5.2 Het tweede klachtonderdeel gaat ervan uit dat de implantaten in 2012 voor het overgrote deel niet in bot maar in de sinus stonden. Of dat uitgangspunt helemaal terecht is, is op de röntgenfoto van 25 september 2012 niet voldoende te beoordelen, daarvoor is de afdrukkwaliteit onvoldoende. Maar ook als er op die datum inderdaad onvoldoende bot was voor implantaten, wil dat nog niet zeggen dat verweerder onjuist heeft gehandeld. Peri-implantitis en verlies van kunstbot kunnen meerdere oorzaken hebben, die niet voor rekening van de behandelaar behoeven te komen. Of de peri-implantitis en het botverlies zijn te wijten aan verweerder, kan alleen goed worden beoordeeld als alle voor deze beoordeling relevante feiten en omstandigheden bekend zijn. Echter, over klaagsters klachten, gezondheid, mogelijk medicijngebruik, mondhygiëne en over de vraag of zij rookte in de periode 2009-2012 heeft het college niets kunnen vaststellen. Uit de wel bekende gegevens valt in elk geval niet af te leiden dat verweerder op 23 december 2008 of 24 januari 2009 niet heeft gehandeld zoals van een redelijk handelend en bekwaam beroepsgenoot mocht worden verwacht.

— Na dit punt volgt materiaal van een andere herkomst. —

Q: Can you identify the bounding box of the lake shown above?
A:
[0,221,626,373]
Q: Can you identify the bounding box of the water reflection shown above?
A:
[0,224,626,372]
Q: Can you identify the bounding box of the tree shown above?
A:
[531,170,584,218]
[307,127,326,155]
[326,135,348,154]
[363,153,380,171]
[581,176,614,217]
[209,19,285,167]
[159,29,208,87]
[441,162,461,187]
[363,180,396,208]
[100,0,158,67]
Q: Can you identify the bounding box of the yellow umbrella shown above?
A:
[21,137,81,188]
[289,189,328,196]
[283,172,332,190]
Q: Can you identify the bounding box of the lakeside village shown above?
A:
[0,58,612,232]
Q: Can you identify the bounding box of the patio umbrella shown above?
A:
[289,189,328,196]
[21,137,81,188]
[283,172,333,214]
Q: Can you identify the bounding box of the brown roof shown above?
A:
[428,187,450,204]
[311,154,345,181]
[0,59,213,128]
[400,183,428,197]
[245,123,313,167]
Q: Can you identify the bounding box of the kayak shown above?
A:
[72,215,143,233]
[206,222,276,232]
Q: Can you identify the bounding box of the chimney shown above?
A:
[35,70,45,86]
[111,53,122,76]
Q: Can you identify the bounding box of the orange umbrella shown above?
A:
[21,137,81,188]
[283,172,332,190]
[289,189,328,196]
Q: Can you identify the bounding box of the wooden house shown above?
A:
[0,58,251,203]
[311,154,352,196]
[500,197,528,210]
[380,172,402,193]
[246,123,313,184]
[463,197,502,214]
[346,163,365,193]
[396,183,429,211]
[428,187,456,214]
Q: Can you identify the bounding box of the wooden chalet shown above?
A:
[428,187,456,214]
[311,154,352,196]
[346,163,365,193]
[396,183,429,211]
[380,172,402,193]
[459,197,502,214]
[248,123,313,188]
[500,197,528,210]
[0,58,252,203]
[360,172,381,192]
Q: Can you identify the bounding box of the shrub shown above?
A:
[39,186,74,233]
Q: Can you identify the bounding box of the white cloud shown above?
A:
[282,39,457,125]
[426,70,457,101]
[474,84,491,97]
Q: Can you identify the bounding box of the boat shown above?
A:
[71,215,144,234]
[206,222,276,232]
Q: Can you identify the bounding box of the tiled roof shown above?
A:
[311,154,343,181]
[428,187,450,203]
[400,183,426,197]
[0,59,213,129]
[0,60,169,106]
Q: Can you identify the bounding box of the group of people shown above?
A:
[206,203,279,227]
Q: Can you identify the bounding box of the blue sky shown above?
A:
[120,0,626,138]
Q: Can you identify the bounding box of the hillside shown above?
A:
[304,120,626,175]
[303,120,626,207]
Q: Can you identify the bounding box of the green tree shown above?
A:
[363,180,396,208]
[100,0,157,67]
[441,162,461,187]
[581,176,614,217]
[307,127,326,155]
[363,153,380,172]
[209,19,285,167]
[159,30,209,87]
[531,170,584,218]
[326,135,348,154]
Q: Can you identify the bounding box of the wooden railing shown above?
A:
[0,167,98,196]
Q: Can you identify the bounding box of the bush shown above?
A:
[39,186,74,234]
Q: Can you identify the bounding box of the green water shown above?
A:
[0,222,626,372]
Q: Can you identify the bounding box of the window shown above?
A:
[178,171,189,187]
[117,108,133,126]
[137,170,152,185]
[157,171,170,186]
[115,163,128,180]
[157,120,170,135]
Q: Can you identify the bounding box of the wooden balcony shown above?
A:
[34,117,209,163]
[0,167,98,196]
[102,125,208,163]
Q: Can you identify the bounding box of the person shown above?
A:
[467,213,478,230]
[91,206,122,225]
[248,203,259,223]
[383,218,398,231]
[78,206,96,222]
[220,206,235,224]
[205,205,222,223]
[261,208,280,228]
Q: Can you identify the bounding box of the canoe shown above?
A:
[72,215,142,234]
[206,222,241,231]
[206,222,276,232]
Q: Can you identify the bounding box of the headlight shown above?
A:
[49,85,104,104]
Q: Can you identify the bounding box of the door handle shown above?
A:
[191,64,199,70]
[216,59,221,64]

5.3 Zoals volgt uit rubriek 5.1 van deze beslissing, berust de klacht dat verweerder klaagster had moeten informeren dat zij geen ruimte had voor twee implantaten in de linkerbovenkaak, op het onjuiste uitgangspunt dat die ruimte ontbrak. Dat verweerder klaagster niet heeft geïnformeerd over andere mogelijkheden dan het plaatsen van twee implantaten, is feitelijk onjuist. Uit de door klaagster ondertekende stukken blijkt dat zij op de hoogte was gebracht van de mogelijkheid één implantaat te laten plaatsen.

5.4 De slotsom van het voorgaande is, dat alle klachtonderdelen ongegrond zijn en dat de klacht dus zal worden afgewezen.

6. De beslissing

Het Regionaal Tuchtcollege wijst de klacht af.

Aldus gewezen op 3 september 2013 door:

mr. E.A. Messer, voorzitter,

H.C. van Renswoude, M.M.L.F. Smulders en B.D. Stibbe, leden-tandarts,

mr. Q.R.M. Falger, lid-jurist,

mr. A. Tingen, als secretaris,

en in het openbaar uitgesproken ter terechtzitting van 29 oktober 2013 door de voorzitter in aanwezigheid van de secretaris.